News

Faith-Based Organisations Play a Vital Role in Emergencies

Catholic Communications, Sydney Archdiocese,
26 May 2016

Cardinal Luis Antonio Tagle in the village of Kitar, Nepal. Photo: Shahid Khan, Caritas

President of Caritas Internationalis Cardinal Luis Antonio Tagle spoke of the vital role faith-based organisations play in emergencies, when he addressed a Special Session on Religious Engagement at the World Humanitarian Summit held in Istanbul, Turkey this week.

Cardinal Tagle said engaging local and faith-based organisations can offer vulnerable people more effective and efficient help in emergencies.

More than 20 Caritas member organisations attended the summit including Caritas Australia, the Catholic Church's international aid and development agency.

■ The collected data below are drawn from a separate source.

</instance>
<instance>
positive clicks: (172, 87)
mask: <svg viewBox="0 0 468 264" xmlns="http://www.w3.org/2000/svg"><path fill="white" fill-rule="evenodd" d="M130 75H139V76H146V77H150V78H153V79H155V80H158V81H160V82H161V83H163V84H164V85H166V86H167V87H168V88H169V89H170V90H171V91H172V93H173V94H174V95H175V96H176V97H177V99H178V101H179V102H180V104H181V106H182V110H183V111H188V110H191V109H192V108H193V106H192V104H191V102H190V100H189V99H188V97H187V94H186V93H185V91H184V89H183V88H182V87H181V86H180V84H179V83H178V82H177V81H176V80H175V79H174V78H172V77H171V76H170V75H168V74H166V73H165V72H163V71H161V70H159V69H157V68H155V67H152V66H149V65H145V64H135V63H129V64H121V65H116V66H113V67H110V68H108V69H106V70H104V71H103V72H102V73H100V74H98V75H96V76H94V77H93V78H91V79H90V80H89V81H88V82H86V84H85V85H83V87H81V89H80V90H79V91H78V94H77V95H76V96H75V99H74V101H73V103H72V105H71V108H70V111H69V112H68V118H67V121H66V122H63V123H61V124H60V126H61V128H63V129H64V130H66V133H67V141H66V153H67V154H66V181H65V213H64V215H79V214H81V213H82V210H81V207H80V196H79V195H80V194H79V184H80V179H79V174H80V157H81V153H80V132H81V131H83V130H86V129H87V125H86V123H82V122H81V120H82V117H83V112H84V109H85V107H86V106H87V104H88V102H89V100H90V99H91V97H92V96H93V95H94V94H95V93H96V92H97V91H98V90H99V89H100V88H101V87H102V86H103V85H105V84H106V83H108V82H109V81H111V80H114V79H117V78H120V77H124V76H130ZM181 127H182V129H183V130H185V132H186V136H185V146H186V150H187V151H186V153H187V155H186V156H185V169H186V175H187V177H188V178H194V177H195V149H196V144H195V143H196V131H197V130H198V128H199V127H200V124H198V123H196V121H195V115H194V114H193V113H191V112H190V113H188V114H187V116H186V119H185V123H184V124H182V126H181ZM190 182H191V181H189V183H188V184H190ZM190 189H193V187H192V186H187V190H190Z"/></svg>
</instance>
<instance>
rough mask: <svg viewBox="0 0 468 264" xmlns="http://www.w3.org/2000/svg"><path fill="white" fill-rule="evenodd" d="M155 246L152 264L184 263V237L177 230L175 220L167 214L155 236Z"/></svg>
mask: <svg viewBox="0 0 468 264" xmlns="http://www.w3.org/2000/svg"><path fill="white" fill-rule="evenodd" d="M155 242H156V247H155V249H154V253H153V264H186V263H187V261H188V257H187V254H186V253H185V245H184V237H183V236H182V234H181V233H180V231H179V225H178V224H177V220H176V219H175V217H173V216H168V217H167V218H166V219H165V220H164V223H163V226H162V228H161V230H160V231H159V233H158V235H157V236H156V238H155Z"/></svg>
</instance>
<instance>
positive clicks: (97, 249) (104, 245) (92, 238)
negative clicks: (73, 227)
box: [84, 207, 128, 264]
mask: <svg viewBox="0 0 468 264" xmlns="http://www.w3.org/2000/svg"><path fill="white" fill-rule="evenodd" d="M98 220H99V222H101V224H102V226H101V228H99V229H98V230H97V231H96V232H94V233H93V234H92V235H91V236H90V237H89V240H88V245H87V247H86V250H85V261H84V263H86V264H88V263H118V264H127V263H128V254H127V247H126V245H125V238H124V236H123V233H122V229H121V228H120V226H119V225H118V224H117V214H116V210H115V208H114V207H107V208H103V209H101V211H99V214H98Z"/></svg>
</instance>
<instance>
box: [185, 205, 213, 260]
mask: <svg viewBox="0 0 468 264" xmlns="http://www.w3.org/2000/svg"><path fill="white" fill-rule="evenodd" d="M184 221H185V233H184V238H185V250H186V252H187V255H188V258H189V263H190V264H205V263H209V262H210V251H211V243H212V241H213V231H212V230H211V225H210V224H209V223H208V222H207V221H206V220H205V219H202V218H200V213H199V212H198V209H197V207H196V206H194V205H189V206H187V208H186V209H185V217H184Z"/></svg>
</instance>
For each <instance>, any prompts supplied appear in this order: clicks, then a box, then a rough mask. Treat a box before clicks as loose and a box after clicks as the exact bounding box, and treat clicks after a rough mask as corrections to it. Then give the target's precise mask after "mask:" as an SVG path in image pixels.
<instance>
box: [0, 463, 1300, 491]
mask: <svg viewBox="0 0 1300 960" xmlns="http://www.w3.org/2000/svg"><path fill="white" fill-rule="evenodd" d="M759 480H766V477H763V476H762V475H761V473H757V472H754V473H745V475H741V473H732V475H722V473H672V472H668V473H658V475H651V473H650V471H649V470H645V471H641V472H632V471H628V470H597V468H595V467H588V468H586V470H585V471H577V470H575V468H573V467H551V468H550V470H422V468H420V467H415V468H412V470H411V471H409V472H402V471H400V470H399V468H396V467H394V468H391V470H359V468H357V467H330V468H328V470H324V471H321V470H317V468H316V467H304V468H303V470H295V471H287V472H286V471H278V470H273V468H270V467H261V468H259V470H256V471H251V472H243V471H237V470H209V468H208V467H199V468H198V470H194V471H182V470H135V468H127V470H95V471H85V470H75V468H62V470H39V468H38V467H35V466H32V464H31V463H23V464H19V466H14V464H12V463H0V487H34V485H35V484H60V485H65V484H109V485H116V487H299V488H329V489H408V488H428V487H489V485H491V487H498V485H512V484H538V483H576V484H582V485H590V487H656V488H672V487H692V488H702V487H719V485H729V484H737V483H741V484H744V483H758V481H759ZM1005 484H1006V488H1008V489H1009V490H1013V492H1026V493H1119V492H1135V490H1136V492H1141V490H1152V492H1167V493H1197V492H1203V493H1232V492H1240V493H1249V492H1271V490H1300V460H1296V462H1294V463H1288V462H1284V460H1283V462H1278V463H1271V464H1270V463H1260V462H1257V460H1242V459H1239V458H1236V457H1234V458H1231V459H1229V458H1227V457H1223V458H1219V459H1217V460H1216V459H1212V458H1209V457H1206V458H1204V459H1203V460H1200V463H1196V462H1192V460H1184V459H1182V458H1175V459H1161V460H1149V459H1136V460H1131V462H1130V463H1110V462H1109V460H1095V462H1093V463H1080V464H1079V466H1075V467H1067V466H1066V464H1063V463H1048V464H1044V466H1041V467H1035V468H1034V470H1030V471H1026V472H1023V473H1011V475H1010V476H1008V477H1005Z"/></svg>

Caritas Australia is part of Caritas Internationalis, one of the largest humanitarian networks in the world. The Caritas network has been advocating that the current approach to humanitarian response must be replaced by an investment in strengthening grassroots capacity, improving partnership and coordination.

Caritas Australia has also been involved in the summit's discussions along with Australian non-government organisations and the Department of Foreign Affairs and Trade.

"Local organisations, including parish-based Caritas and other faith-based organisations, often are the first to respond to emergencies," said Caritas Australia's Head of Emergencies, Melville Fernandez.

"With its grassroots network, Caritas is extremely well placed to offer a unique contribution in response to the needs of people and communities affected by conflicts and natural disasters, since its network extends from global, regional, national and local community levels."

Mr Fernandez said faith-based agencies, including Caritas, delivered the majority of humanitarian relief following the Nepal earthquakes more than a year ago.

Caritas Australia, as the Caritas member agency chosen by Caritas Nepal to play a lead coordination role among 18 Caritas agencies from around the world, has been very active in the response. This was made possible through funds raised from the Australian government and community.

The Caritas network and religious congregations and institutions have so far helped more than 1.2 million Nepali  people with food, water, emergency shelter, education and sanitation.

"Growing inequality, climate change, water scarcity, urbanisation, conflict for resources and the spread of extremism will put millions in peril in the coming years. We need a humanitarian system able to address these growing needs," said Cardinal Tagle.